İLERİ SÜRÜLEN İSTİNAF SEBEPLERİ: Davacı vekili istinaf başvuru dilekçesinde, yerel Mahkemenin susma yolu ile hak kaybına uğrandığına ilişkin kabulünün, usul ve yasaya, yerleşik Yargıtay içtihatlarına aykırı olduğunu, Sınai Mülkiyet Kanunu’nun 25. maddesinin 6. fıkrasında hükümsüzlük talebinde bulunmak için hak düşürücü süre düzenlendiğini, sessiz kalma yoluyla hak kaybının uygulama alanı hükümsüzlük davaları olduğunu, bu dava dışındaki marka hukuku davalarında SMK 25. maddesinin 6. fıkrasının uygulanmasının mümkün olmadığını, davalı tarafça yapılan marka tescil başvurusuna da itiraz edilmiş olup müvekkilinin davalı kullanımına sessiz kaldığının kabulünün mümkün olmadığını, ayrıca müvekkili şirketin İzmir’de şubesinin bulunması sebebiyle davalının kullanımlarından haberdar olabilecek durumda olduğu tespitinin de yerinde olmadığını, bununla beraber davalı Şirket dava dosyası kapsamında yapılan yargılamada cevap dilekçesi yahut ikinci cevap dilekçesinde sessiz kalma sebebiyle hak kaybı savunmasına dayanmadığı halde, savunmanın genişletilerek Yerel Mahkeme tarafından resen bu kapsamda değerlendirme yapılması ve hüküm kurulmasının usul hukuku ilkelerine aykırı bulunduğunu, sessiz kalma yolu ile hak kaybı düzenlemesi dava konusu marka hakkına tecavüz iddiasına da uygulanacak ise de, 5 yıllık sürenin müvekkilin davalıya ihtarname tebliğ ettiği tarihten itibaren hesaplanması gerektiğini, ayrıca Yerel Mahkemenin gerekçeli kararında da belirtildiği üzere; davalının marka hakkına tecavüz niteliğindeki fiilleri internet sitesinde yer alan kullanımlarından kaynaklanmakta olup; gerek bilirkişi raporları, gerek gerekçeli kararda yer aldığı gibi davalının internet sitesi kullanımlarının 10.02.2011 tarihinden sonra en geç 2012 yılında başlamış olduğunu, davalının ticaret sicil gazetesindeki kuruluş ilan tarihine 5 yıl eklenerek sessiz kalma süresi hesaplanması hatalı bulunduğunu ileri sürerek, ilk derece mahkemesi kararının kaldırılmasını, davanın kabulüne karar verilmesini istemiştir.
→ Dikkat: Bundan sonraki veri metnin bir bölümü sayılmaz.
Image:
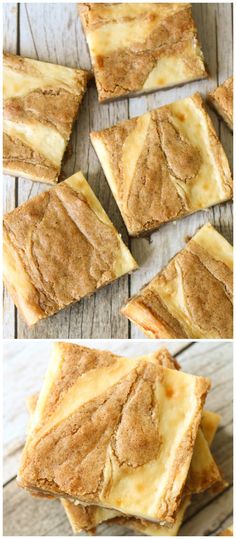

Davalı Şirket vekili istinaf başvuru dilekçesinde, her ne kadar istinafa konu karar sonuç itibariyle müvekkili şirket lehine ise de, kararın gerekçesinde yer alan aleyhe hususların kabulünün mümkün olmadığını, müvekkilinin davaya konu edilen fiili kullanımlarının 36. sınıfta yer alan “gayrimenkul değerleme ve danışmanlık hizmetleri” için olduğunu, davacının 2007/60684 tescil numaralı markasının ise yine 36. sınıfta yer alan “gayrimenkul komisyonculuğu, müşavirliği ve idaresi hizmetleri” olduğunu, her iki tarafın hizmet sınıflarının aynı olmadığının kabulüne rağmen aralarında bir bağlantı ve benzerlik bulunduğunun tartışmasız olduğu tespitlerinin kabul edilebilir nitelikte bulunmadığını, müvekkil adına kayıtlı “… “…”” ibareli markanın internet sitesindeki kullanımında vurgunun “…” ibaresinde olmasının (td harflerinin silik şekilde kullanımı) kabul edilemeyeceği, aynı zamanda müvekkilin ticaret unvanının “… taşınmaz değerleme ve danışmanlık a. ş.” olmasına karşın, internet sitesinde “…” ibaresinin ön planda tutulması ve “a. ş.” ibaresinin kullanılmamasının, tescilli ticaret unvanı kullanımı olarak değerlendirilemeyeceği, zira, işbu kullanımda “…” ibaresinin asli unsur olduğu ve bu şekildeki kullanımın karıştırılma ihtimali yaratabilecek şekilde benzerlik yarattığı ve dolayısıyla bu şekildeki kullanımların marka hakkına tecavüz oluşturduğu tespitine katılmanın mümkün olmadığını, “… değerleme ve danışmanlık a.ş.” müvekkil şirket adına tescilli ticaret unvanı olup, tescilli ticaret unvanının müvekkili şirket tarafından kullanımının davacı şirket tarafından engellenemeyeceği açık olduğunu ileri sürerek, ilk derece mahkemesi kararının kaldırılmasını, davanın reddine karar verilmesini istemiştir.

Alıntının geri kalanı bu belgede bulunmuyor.